Abdelhamid Abaaoud, the Belgian terrorist brain behind the Paris atrocities, died during Wednesday's police operation in the Paris suburb of Saint-Denis. French prosecutors confirmed the news on Thursday. Earlier three senior Belgian intelligence sources independently told VRT News that Abaaoud is dead.

The French authorities have completed the official identification of Abaaoud's remains. They used fingerprints to be absolutely sure the terrorist mastermind was the person that had been killed in Wednesday's raid.

Confirmation of yesterday's reports took a while because the French wanted to be absolutely sure.

French police launched the nightly raid because they suspected that the Belgian was holed up in an apartment in the suburb. Abaaoud is linked to several terrorist atrocities as well as the terrorist cell dismantled in the Belgian town of Verviers in January.

During the police operation in the flat in Saint-Denis a woman blew herself up. She is believed to be the cousin of Europe's most wanted.

The 27-year-old Abaaoud left Belgium in 2013 with the intention of travelling to Syria to go and fight with the terrorist outfit IS. At first, after the Paris attacks, it was assumed he was still in Syria, but then it appeared he had travelled to France.

Speaking at a news conference in Paris the French Interior Minister Bernard Cazeneuve said that Abaaoud had played a decisive role in the Paris attacks.

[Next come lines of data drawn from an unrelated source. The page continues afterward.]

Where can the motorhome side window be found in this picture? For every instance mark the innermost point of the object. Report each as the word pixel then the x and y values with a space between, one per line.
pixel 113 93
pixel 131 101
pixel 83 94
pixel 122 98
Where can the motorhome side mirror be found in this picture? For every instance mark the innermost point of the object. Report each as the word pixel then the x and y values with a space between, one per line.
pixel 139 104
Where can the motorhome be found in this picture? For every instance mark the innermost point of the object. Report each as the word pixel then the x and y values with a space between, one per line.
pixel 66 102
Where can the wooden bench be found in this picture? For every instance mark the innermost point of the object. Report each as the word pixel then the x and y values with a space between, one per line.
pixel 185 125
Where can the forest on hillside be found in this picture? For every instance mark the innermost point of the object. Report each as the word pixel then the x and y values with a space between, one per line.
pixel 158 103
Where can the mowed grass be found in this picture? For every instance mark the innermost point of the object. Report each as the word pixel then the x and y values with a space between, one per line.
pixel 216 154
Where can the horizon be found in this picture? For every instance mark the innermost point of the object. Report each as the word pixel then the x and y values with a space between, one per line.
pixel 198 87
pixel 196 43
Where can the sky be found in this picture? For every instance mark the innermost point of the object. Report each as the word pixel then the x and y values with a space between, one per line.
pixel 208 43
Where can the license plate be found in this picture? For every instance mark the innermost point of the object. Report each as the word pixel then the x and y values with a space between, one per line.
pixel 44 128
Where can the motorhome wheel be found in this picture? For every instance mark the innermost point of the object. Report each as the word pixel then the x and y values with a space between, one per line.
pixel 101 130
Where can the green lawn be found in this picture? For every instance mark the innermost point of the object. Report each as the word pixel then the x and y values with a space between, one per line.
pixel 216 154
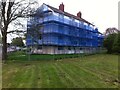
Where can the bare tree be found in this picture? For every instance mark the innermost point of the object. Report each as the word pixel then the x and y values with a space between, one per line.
pixel 10 12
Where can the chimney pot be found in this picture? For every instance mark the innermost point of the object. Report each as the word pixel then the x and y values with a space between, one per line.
pixel 79 14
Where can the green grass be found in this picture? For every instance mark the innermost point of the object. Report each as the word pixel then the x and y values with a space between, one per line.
pixel 94 71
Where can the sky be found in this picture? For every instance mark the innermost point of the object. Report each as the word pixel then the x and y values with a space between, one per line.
pixel 102 13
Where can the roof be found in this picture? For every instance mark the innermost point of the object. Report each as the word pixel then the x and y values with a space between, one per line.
pixel 68 14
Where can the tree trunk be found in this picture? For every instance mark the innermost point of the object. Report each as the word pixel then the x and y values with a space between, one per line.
pixel 4 47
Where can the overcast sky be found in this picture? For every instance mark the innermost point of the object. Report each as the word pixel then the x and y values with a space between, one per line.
pixel 102 13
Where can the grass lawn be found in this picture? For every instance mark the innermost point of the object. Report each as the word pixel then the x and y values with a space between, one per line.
pixel 94 71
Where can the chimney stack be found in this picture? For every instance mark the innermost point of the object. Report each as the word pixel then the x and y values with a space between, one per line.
pixel 79 14
pixel 61 7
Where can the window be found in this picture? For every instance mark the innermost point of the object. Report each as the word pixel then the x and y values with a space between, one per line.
pixel 80 48
pixel 60 48
pixel 69 48
pixel 39 47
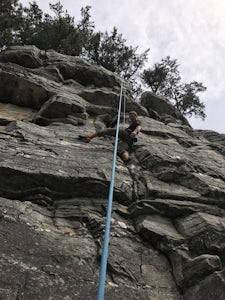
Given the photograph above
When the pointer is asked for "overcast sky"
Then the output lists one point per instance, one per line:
(193, 32)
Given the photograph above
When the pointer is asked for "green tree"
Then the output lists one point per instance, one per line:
(10, 22)
(164, 79)
(57, 32)
(111, 52)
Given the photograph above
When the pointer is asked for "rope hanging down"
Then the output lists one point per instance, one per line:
(101, 287)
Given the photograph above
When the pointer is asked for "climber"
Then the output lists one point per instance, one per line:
(127, 136)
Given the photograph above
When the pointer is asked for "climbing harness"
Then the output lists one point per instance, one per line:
(101, 287)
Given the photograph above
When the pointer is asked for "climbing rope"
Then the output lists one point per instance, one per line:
(124, 108)
(101, 287)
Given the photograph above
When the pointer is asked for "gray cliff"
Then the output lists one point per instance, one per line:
(168, 222)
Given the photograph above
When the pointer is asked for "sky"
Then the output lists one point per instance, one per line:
(192, 32)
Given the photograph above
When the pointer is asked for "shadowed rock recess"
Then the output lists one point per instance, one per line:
(168, 220)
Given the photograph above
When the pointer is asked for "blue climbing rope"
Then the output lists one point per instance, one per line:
(101, 287)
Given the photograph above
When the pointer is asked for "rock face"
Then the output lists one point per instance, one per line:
(168, 221)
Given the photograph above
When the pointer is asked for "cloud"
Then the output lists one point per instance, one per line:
(190, 31)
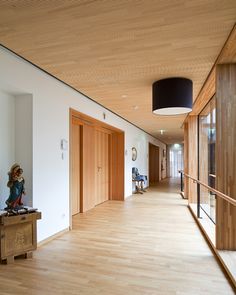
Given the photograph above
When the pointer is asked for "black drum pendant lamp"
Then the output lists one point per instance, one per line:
(172, 96)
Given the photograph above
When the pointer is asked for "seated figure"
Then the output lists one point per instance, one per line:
(16, 184)
(139, 179)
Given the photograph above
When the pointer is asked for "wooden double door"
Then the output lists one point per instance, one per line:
(154, 164)
(95, 150)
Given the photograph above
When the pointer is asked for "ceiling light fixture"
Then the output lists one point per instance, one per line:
(172, 96)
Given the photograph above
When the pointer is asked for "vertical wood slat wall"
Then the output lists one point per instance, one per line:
(186, 157)
(192, 157)
(226, 155)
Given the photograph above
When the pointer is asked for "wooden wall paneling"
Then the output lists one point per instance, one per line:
(226, 155)
(186, 159)
(193, 156)
(88, 168)
(203, 156)
(75, 162)
(117, 166)
(227, 55)
(154, 164)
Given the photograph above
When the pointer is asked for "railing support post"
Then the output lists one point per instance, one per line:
(198, 200)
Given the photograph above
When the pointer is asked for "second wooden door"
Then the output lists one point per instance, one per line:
(102, 166)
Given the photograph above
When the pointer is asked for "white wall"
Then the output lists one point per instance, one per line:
(51, 102)
(24, 141)
(7, 146)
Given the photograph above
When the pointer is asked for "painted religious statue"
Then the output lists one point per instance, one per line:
(16, 184)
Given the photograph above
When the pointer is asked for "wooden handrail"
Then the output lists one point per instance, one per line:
(221, 195)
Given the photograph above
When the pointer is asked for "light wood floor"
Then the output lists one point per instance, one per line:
(149, 244)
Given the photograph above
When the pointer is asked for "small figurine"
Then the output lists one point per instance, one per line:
(16, 184)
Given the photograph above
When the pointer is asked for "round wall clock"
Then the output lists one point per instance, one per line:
(134, 154)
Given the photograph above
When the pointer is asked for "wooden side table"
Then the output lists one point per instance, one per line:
(18, 235)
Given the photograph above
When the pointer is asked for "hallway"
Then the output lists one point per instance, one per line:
(148, 244)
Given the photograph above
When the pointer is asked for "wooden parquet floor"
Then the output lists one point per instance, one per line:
(148, 244)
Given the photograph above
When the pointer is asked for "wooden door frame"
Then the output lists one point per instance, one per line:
(159, 161)
(116, 156)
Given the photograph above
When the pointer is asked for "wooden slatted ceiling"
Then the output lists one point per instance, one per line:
(111, 49)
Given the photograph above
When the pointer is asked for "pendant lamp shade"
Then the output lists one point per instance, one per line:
(172, 96)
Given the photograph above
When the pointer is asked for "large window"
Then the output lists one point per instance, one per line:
(207, 139)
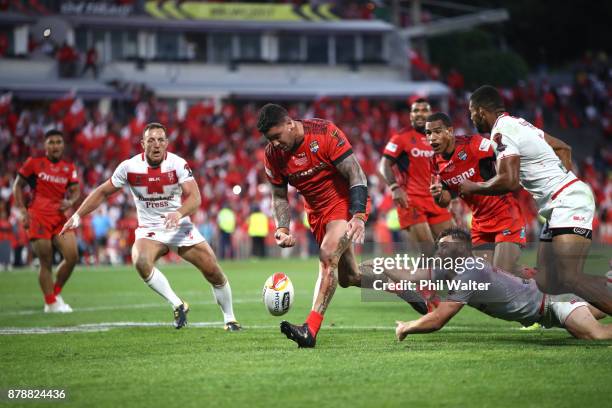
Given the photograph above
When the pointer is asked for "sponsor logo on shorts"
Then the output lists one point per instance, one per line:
(314, 146)
(188, 170)
(497, 139)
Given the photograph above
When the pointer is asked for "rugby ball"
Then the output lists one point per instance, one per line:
(278, 294)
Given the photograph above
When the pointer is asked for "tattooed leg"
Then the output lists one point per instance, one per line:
(333, 246)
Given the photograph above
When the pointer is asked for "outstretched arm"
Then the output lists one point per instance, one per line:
(282, 216)
(431, 322)
(385, 168)
(74, 193)
(91, 202)
(506, 179)
(562, 150)
(358, 191)
(191, 203)
(18, 187)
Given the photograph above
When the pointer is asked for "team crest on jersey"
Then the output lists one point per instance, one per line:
(314, 146)
(497, 139)
(392, 147)
(300, 159)
(336, 136)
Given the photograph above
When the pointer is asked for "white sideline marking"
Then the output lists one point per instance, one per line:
(103, 327)
(160, 304)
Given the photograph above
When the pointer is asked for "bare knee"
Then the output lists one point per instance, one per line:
(70, 260)
(143, 265)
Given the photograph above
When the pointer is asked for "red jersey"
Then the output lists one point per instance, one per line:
(412, 154)
(49, 181)
(474, 159)
(311, 168)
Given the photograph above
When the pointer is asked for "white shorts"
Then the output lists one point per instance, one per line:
(572, 209)
(184, 236)
(559, 307)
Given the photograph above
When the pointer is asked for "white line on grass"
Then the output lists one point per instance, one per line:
(123, 307)
(102, 327)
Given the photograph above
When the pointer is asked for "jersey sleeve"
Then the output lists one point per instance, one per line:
(393, 148)
(482, 147)
(336, 146)
(272, 173)
(27, 170)
(461, 296)
(183, 171)
(119, 177)
(74, 175)
(505, 140)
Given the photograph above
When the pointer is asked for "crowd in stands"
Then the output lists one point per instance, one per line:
(225, 151)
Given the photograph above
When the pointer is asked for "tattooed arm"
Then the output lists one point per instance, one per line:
(358, 191)
(282, 216)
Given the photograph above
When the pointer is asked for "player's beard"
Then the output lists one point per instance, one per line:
(482, 126)
(154, 163)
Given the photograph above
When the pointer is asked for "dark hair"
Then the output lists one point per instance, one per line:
(53, 132)
(270, 115)
(153, 125)
(441, 116)
(458, 234)
(487, 97)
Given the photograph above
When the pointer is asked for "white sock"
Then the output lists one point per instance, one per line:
(223, 296)
(158, 282)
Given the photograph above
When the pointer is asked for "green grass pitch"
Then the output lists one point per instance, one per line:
(118, 349)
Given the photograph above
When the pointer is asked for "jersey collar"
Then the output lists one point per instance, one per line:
(500, 116)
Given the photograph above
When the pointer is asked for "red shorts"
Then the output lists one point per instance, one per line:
(318, 220)
(422, 210)
(505, 230)
(45, 226)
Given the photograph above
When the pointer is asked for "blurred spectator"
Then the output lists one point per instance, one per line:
(226, 219)
(258, 231)
(67, 59)
(6, 238)
(101, 224)
(91, 62)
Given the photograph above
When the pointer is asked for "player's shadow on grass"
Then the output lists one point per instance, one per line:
(569, 341)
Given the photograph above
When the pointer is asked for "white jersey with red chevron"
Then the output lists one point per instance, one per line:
(156, 190)
(541, 171)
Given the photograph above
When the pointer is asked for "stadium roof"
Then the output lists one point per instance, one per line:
(303, 90)
(138, 22)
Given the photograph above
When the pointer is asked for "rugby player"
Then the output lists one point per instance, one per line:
(528, 156)
(409, 152)
(316, 158)
(157, 179)
(498, 226)
(502, 296)
(56, 189)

He added that the Belgian was also involved in four of the six terrorist attacks that had been stopped in France since the spring.

These thwarted attacks include the attack on a Thalys train and the attempt to blow up a church in the Paris suburb Villejuif last April.

Belgian Justice Minister Koen Geens speaks of a breakthrough because it's clear a second series of attacks were being planned in Paris. Mr Geens said investigations would continue.

The Justice Minister insisted there was a good chance that Salah Abdeslam, the Belgian terrorist suspect believed to have fled to Brussels following the Paris attacks, would be caught, but refused to say any more.

Mr Geens said the death of Abaaoud was the result of Franco-Belgian co-operation. The terrorists with either Belgian or French nationality were active in the two neighbouring big cities and moved from one to the other.